Jul 10, 2014, 12:37 PM EST
PHILADELPHIA — For the second time in two days, the most anticipated matchup of the day at Reebok’s Breakout Classic turned into a bust.
Diamond Stone, the No. 6 ranked recruit in Rivals’ top 150, squared off with Elijah Thomas, who checks in at No. 11, and the two combined to finish without a single field goal and a total of just three points as Thomas’ team put a whooping on Stone’s team. On Wednesday during the opening game of the camp, Stone dominated Skal Labissiere for about five minutes until that second plate of pregame macaroni got the best of him.
Stone struggled with the physicality of Thomas, as he was unable to establish good position on the low block and he couldn’t find a way to bully his way to the rim from 15 feet out.
“There’s a lot of competition, big time guys and guys I know,” Stone told NBCSports.com. “This was a real physical game between me and Elijah. We’re both physical players. The refs weren’t giving a lot of calls, but that’s the way it should be between the two most physical players in the Class of 2015.”

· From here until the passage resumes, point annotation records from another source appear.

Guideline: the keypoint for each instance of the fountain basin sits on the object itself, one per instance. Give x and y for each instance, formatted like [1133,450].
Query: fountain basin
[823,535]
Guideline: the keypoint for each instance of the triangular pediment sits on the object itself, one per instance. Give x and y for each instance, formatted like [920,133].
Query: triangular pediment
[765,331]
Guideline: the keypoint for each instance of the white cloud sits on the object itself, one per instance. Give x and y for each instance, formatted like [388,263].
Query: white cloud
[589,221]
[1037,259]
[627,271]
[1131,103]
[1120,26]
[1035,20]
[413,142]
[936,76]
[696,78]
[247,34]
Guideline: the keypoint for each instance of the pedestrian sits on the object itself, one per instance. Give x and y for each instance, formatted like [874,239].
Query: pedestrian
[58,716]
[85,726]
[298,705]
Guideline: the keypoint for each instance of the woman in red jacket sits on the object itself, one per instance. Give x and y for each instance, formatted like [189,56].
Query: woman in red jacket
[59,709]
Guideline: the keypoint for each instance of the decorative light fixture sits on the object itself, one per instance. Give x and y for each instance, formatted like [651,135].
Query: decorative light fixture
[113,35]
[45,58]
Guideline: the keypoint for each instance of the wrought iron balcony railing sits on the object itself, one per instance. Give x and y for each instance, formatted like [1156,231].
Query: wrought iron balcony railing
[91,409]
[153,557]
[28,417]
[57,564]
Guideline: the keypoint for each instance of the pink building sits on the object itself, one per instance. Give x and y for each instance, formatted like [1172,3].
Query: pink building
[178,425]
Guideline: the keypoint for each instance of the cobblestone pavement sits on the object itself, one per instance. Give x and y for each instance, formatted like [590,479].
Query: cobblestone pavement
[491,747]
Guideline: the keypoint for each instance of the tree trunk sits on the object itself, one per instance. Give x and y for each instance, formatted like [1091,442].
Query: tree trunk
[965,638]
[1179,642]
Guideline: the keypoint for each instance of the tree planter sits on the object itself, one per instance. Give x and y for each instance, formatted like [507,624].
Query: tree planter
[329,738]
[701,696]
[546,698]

In short, Thursday provided Stone with a template for what he needs to do to take the next step in his development: continue to develop his face-up game and add to his back-to-the-basket repertoire.
“I need to be able to make my moves faster,” he said.
Every prospect at this age is a work in progress, but it’s clear to see that Stone has already started that process of improving. He’s worked on his body, getting rid of some of his baby fat and toning up his physique. His father told NBCSports.com that he’s down to 246 pounds from 263 earlier this year, something that Stone credits to long hours in the gym and the weight room this spring.
As far as Stone’s recruitment in concerned, the big story that all of the recruiting world is talking about is a package deal between him and the nation’s best guard, Malik Newman. Stone told NBCSports.com that nothing is set in stone (pun intended) and that both he and Newman are open to any school that is looking recruit them, individually or together.
As Stone tells it, the two have been friends for years, and that the package deal is more about two buddies that want to go to school together than anythhing.
“We met in eighth grade at John Lucas Camp, and we just connected right there,” Stone said. “He’s one of my best friends. I talk to him every day.”
“Who wouldn’t want to go to college with their best friend?”